Central venous stenosis is a common and serious long-term hemodialysis patients with vascular complications, which can lead to loss of vascular access and shortened life expectancy.To bypass the vein stenosis and improve long-term hemodialysis adequacy, has created all kinds of permanent subcutaneous arteriovenous graft device, as already used up all the other solution path choice of hemodialysis patients.
A technique called HeRO ™ graft such products approved by FDA in 2008.Compared with the catheter, it is the only proved by clinical pathways related infection risk can be reduced 69% of the permanent subcutaneous arteriovenous grafts, improve the adequacy of hemodialysis to 32% (1.7Kt/V), and will maintain intervention measures to reduce the channel function more than half.1The research will also be HeRO Graft with a higher cumulative patency rate of up to 87% two years together.2
Use HeRO grafts also have cost saving advantages.A provide hemodialysis pathway of American health care model forecast, compared with the catheter, using a HeRO graft can save the cost of 23% per year on average.3Can save more than dialysis centerThe $3000Per patient per year.4The hospital can save thousands of the high admission fees due to equipment related infections - usually between infection rateThe $23 ktoThe $56 kCheck in at a time.5 or 6
What makes HeRO graft so unique?
Unlike other transplant products, HeRO graft is not dependent on the venous anastomosis to bypass the vein stenosis.Instead, with resistance to twisting and crushing nickel titanium alloy braid reinforcement opaque ray silicone venous outflow components placed in the right atrium, titanium and through proprietary connector firmly connected to the adjacent ePTFE blood dialysis grafts.This mechanism allows the blood from the back to the heart artery.

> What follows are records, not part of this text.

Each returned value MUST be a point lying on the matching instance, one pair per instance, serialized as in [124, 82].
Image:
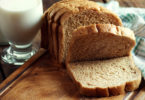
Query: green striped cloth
[133, 18]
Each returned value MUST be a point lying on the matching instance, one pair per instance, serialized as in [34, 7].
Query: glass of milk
[20, 20]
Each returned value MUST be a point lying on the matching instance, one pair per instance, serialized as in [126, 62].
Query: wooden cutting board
[41, 79]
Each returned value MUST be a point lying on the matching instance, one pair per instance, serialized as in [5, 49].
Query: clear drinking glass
[20, 20]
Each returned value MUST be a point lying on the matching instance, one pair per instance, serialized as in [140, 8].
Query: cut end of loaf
[105, 77]
[100, 41]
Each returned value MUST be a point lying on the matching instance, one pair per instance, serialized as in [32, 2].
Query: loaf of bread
[105, 77]
[100, 41]
[92, 43]
[63, 17]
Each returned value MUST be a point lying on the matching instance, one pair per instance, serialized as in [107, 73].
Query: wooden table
[8, 69]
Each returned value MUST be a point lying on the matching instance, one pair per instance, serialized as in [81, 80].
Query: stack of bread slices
[96, 49]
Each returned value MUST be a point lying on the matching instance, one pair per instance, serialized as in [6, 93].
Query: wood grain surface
[46, 81]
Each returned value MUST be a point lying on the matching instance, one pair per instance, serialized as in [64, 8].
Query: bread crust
[97, 30]
[61, 31]
[105, 92]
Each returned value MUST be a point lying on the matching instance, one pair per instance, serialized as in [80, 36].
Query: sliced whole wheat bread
[100, 41]
[53, 14]
[84, 12]
[81, 14]
[105, 77]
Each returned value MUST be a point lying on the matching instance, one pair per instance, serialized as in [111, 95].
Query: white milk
[20, 19]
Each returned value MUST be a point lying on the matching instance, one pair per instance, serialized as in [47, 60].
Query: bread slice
[100, 41]
[105, 77]
[81, 14]
[53, 14]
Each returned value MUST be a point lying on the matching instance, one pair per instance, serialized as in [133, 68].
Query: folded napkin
[133, 18]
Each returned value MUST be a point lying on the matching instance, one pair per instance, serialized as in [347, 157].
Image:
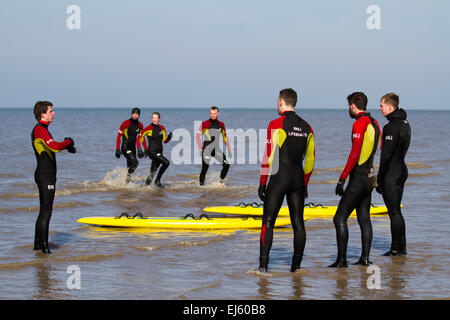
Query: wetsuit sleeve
[120, 133]
[199, 136]
[390, 140]
[310, 156]
[224, 136]
[357, 141]
[44, 136]
[266, 163]
[165, 138]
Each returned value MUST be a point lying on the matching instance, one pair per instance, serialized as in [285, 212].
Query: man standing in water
[358, 194]
[45, 175]
[290, 139]
[156, 134]
[393, 171]
[211, 130]
[128, 131]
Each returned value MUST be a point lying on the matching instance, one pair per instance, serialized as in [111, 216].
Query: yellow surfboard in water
[180, 223]
[309, 212]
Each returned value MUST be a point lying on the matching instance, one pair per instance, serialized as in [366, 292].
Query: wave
[426, 174]
[56, 206]
[189, 243]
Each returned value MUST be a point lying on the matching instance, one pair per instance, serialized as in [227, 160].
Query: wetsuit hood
[397, 114]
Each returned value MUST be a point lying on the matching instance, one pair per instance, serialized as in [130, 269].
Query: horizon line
[231, 107]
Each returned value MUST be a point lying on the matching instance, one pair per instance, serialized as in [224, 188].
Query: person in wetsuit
[358, 193]
[211, 129]
[290, 139]
[156, 135]
[393, 171]
[128, 133]
[45, 175]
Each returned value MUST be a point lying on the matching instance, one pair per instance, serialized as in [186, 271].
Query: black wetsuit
[128, 131]
[45, 177]
[290, 139]
[212, 129]
[393, 174]
[358, 193]
[156, 135]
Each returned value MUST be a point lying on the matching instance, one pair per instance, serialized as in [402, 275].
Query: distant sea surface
[165, 264]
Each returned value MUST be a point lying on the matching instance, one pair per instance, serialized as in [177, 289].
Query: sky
[229, 53]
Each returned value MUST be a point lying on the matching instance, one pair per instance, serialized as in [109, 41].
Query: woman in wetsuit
[290, 139]
[45, 175]
[358, 193]
[393, 171]
[156, 135]
[128, 132]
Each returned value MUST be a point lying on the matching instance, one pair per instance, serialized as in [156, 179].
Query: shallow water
[162, 264]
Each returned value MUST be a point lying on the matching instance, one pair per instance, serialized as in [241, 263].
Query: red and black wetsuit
[129, 131]
[290, 139]
[45, 177]
[212, 130]
[156, 135]
[358, 194]
[393, 173]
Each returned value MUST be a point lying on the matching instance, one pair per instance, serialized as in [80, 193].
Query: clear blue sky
[231, 53]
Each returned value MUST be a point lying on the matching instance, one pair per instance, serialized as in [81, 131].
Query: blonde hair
[392, 99]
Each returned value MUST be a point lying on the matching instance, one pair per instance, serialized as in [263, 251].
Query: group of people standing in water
[290, 141]
[287, 165]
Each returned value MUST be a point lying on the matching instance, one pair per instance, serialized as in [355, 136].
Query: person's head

To know more information about the HeRO graft and how to apply it to your practice, please sign up for the coming on March 30 to 31 in Houston methodist technology, innovation and education institute in Houston, Texas (MITIE) Think HeRO training courseSMAnd can talk with your Merit representative or visitMerit.com/EducationTo sign up
- Katzman has, H., McLafferty, R., Ross, j., Glickman, m., Peden, e., & Lawson, j. (2009). The Initial experience and outcome of a new hemodialysis access device for catheter - dependent patients. J Vasc Surg,50(3) : 600-607. E1.
- Gage, s., Katzman has, H., Ross, j., Hohmann, s., Sharpe, C., Butterly, D., & Lawson, j. (2012). Multi - center experience of 164 consecutive Hemodialysis Reliable Outflow [HeRO] Graft implants for Hemodialysis treatment. Eur J Vasc Endovasc Surg, 44 (1) : 93-99.
- Dageforde, l., Bream, P., & Moore, d. (2012). Hemodialysis Reliable Outflow (HeRO) device in the end - stage dialysis access: a decision analysis model. J Surg Res, 177, (1) : 165-171.
- Yost, l., Dinwiddie, l. (2010, Nov.). The Impact of the use of the HeRO vascular access graft vs. tunneled dialysis catheters on dialysis provider economics in an era of bundling. Poster session presented at the ASN, American Society of Nephrology, Denver, CO.
- Ramanathan, V., Chiu, E., Thomas, J., a. Khan, Dolson, g., & Darouiche, r. (2007). Healthcare costs associated with hemodialysis catheter - related infections: A single ‐ center experience. Infect Control Hosp Epidemiol, 28 (5) : 606-609.
- O Grady, N., Dellinger, e. Gerberding, Heartd, s. J., Maki, D., Masur, h. r. McCormick, Mermel, l., Pearson, m., Raad, i., Randolph, A., & Weinstein, r. (2002). The Guidelines for the prevention of intravascular catheter - related infections. The Hospital Infection Control Practices Advisory Committee, Center for diseases Control and prevention, the U.S. Pediatrics, 110 (5) : e51.